Barcelone. Lorsqu’en octobre 2017, le président catalan Carles Puigdemont déclara unilatéralement l’indépendance de la Catalogne, de nombreux dirigeants catalans indépendantistes ont peut-être sous-estimé l’autorité du gouvernement espagnol, qui est immédiatement intervenu en appliquant efficacement l’article 155 de la Constitution, prenant le contrôle des capacités administratives essentielles du gouvernement local. Rappelons que Puigdemont, immédiatement après les résultats des élections du 1er octobre, a hésité sur la question de savoir s’il devait déclarer l’indépendance ou se retenir, compte tenu de la décision antérieure de la Cour suprême sur l’inconstitutionnalité du référendum (les élites catalanes avaient finalement désobéi à ce mandat et avaient apporté furtivement les urnes depuis la Chine)1.
Après exactement deux ans de procès, la Cour suprême a rendu sa décision finale, qui accuse les dirigeants indépendantistes catalans d’un acte de sédition, entraînant des peines de prison de 9 à 13 ans, l’ancien vice-président Oriol Junqueras recevant la peine maximale de 13 ans. Le jugement prévoit également une peine de prison pour Jordi Sanchez et Jordi Cuixarts (souvent désignés dans la presse espagnole comme les » deux Jordis « ), tous deux présidents des organisations de la société civile Omninum Cultural et ANC, qui, en plus de promouvoir la culture et la langue catalanes, ont été des instruments fondamentaux dans l’organisation de la mobilisation civile en faveur de l’indépendance (et avec une large portée territoriale dans toute la Catalogne, pas seulement celle métropolitaine).
Il est important que la Cour suprême se soit prononcée sur la base de la sédition et non de la rébellion, puisque l’acte de sédition, tel qu’il est codifié dans le code pénal espagnol, implique un acte de fomenter » des troubles et des tumultes publics » qui pourraient potentiellement entraver un mandat gouvernemental effectif. L’acte clé de la longue décision de la Cour suprême (près de 500 pages au total) se trouve à la page 283, et indique : » Le droit de manifester ne doit pas être transformé en un droit exotique d’entrave physique des agents de l’ordre public dans l’exercice d’un mandat judiciaire « .

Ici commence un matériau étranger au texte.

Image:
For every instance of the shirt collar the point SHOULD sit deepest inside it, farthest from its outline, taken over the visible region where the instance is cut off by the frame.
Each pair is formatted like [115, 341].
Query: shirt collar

Mais, comme l’a fait remarquer le professeur de droit constitutionnel José Luis Martí2 cela signifie-t-il que toutes les formes de protestation doivent être considérées comme des actes séditieux ? Cette décision ne pourrait-elle pas servir de précédent pour contenir, et dans une certaine mesure, criminaliser le droit à un désaccord pacifique dans un cadre démocratique ? Je ne suis pas d’accord, et je ne pense pas que cela doive être interprété au sens large contre tous les actes de contestation civile. En effet, il faut éviter une lecture générique de la notion de sédition, qui dépasserait les intentions étroites de l’arrêt de la Cour suprême, qui prend comme point de départ la crise des pouvoirs, qui se chevauchent à différents niveaux. Dans ce cas en particulier, il s’agit d’une position déloyale intentionnelle du gouvernement catalan, par rapport à un ordre judiciaire mandaté par la Cour suprême concernant l’approbation d’un référendum contraignant.
En ce sens, l’acte de sédition ne s’appliquerait pas à toutes formes de mobilisation civile ou populaire dans la rue, mais uniquement aux actes promus par une classe politique pour désobéir à l’ordre constitutionnel, comme l’a justement soutenu Tsevan Rabtan3. Si l’on prend le précédent de la Cour suprême concernant l’illégitimité du référendum, alors on peut remarquer qu’il est défini de façon étroite en termes de désobéissance juridique, et non comme une condamnation générique du droit de protester. Mais ce qui est également important ici, c’est qu’en jugeant séditieuse la conduite des dirigeants politiques catalans, ils rejettent un acte de rébellion qui aurait entraîné des peines de prison plus longues pour les dirigeants indépendantistes condamnés.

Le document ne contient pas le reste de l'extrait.